In addition, group_lines (and build_lines) previously used sp::SpatialLines, rgeos::gIntersects, rgeos::gBuffer but have been updated to use sf::st_as_sf, sf::st_linestring, sf::st_intersects, and sf::st_buffer according to the R-spatial evolution, see more at https://r-spatial.org/r/2022/04/12/evolution.html.

Notes on arguments

The DT must be a data.table. If your data is a data.frame, you can convert it by reference using data.table::setDT.

The id, coords, sortBy (and optional timegroup and splitBy) arguments expect the names of respective columns in DT which correspond to the individual identifier, X and Y coordinates, sorting, timegroup (generated by group_times) and additional grouping columns.

The projection argument expects a numeric or character defining the coordinate reference system. For example, for UTM zone 36N (EPSG 32736), the projection argument is either projection = 'EPSG:32736' or projection = 32736. See details in sf::st_crs() and https://spatialreference.org for a list of EPSG codes.

The sortBy argument is used to order the input DT when creating sf LINESTRINGs. It must a column in the input DT of type POSIXct to ensure the rows are sorted by date time.

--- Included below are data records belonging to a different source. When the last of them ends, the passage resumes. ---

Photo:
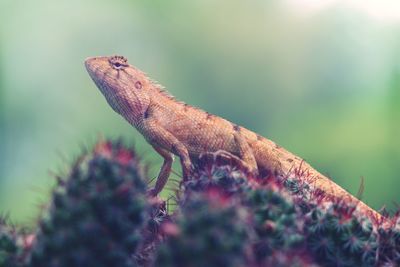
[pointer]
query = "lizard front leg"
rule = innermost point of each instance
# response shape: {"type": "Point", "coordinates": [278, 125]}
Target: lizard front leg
{"type": "Point", "coordinates": [159, 137]}
{"type": "Point", "coordinates": [165, 170]}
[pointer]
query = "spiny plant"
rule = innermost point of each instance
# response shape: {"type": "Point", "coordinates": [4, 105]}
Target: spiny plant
{"type": "Point", "coordinates": [100, 215]}
{"type": "Point", "coordinates": [97, 213]}
{"type": "Point", "coordinates": [14, 244]}
{"type": "Point", "coordinates": [9, 248]}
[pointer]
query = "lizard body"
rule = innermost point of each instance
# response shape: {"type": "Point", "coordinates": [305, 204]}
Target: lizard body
{"type": "Point", "coordinates": [175, 128]}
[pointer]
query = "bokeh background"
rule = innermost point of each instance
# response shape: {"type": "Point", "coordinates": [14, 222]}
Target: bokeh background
{"type": "Point", "coordinates": [321, 78]}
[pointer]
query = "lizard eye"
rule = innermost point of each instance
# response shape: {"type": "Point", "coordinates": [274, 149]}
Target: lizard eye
{"type": "Point", "coordinates": [138, 85]}
{"type": "Point", "coordinates": [118, 62]}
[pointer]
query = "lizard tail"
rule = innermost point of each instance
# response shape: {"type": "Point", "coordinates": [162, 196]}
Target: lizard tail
{"type": "Point", "coordinates": [270, 156]}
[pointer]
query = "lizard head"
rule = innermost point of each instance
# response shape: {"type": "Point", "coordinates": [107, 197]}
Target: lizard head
{"type": "Point", "coordinates": [124, 86]}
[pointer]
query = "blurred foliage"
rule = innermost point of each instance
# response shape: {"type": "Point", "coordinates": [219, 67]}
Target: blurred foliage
{"type": "Point", "coordinates": [322, 83]}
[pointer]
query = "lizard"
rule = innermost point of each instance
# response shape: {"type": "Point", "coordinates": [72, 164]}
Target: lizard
{"type": "Point", "coordinates": [173, 128]}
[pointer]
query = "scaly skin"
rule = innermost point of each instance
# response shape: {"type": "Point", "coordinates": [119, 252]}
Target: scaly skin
{"type": "Point", "coordinates": [173, 127]}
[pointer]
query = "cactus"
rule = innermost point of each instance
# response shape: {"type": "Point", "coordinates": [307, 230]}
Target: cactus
{"type": "Point", "coordinates": [97, 213]}
{"type": "Point", "coordinates": [100, 215]}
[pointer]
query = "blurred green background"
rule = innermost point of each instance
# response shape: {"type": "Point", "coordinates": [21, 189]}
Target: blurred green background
{"type": "Point", "coordinates": [321, 78]}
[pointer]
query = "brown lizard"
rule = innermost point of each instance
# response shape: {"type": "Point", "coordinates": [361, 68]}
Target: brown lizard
{"type": "Point", "coordinates": [173, 127]}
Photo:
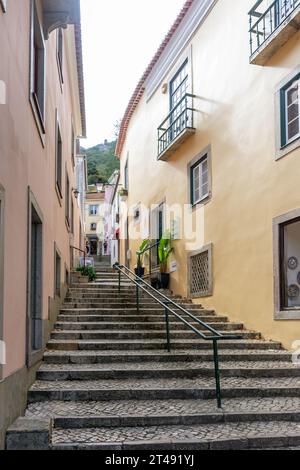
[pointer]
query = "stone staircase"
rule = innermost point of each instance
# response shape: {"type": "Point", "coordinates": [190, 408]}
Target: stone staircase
{"type": "Point", "coordinates": [108, 382]}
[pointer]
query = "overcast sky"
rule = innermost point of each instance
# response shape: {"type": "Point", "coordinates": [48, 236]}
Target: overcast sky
{"type": "Point", "coordinates": [119, 39]}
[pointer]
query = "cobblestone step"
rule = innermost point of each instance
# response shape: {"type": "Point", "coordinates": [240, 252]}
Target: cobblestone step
{"type": "Point", "coordinates": [94, 414]}
{"type": "Point", "coordinates": [211, 436]}
{"type": "Point", "coordinates": [94, 357]}
{"type": "Point", "coordinates": [163, 389]}
{"type": "Point", "coordinates": [178, 370]}
{"type": "Point", "coordinates": [145, 319]}
{"type": "Point", "coordinates": [142, 334]}
{"type": "Point", "coordinates": [119, 345]}
{"type": "Point", "coordinates": [69, 326]}
{"type": "Point", "coordinates": [129, 311]}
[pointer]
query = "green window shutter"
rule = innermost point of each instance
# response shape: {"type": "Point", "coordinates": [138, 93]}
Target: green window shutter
{"type": "Point", "coordinates": [282, 117]}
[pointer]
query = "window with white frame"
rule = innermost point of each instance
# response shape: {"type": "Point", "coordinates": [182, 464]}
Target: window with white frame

The threshold must be provided in the units of the coordinates. The threshold can be equal to 0 if strict overlap is intended, otherwise it should be some value greater than 0. The coordinates must be planar coordinates (e.g.: UTM). In the case of UTM, a threshold = 50 would indicate a 50m distance threshold.

The timegroup argument is optional, but recommended to pair with group_times. The intended framework is to group rows temporally with group_times then spatially with group_lines (or group_pts, group_polys). With group_lines, pick a relevant group_times threshold such as '1 day' or '7 days' which is informed by your study species, system or question.

The splitBy argument offers further control building LINESTRINGs. If in your input DT, you have multiple temporal groups (e.g.: years) for example, you can provide the name of the column which identifies them and build LINESTRINGs for each individual in each year. The grouping performed by group_lines will only consider rows within each splitBy subgroup.

Value

group_lines returns the input DT appended with a "group" column.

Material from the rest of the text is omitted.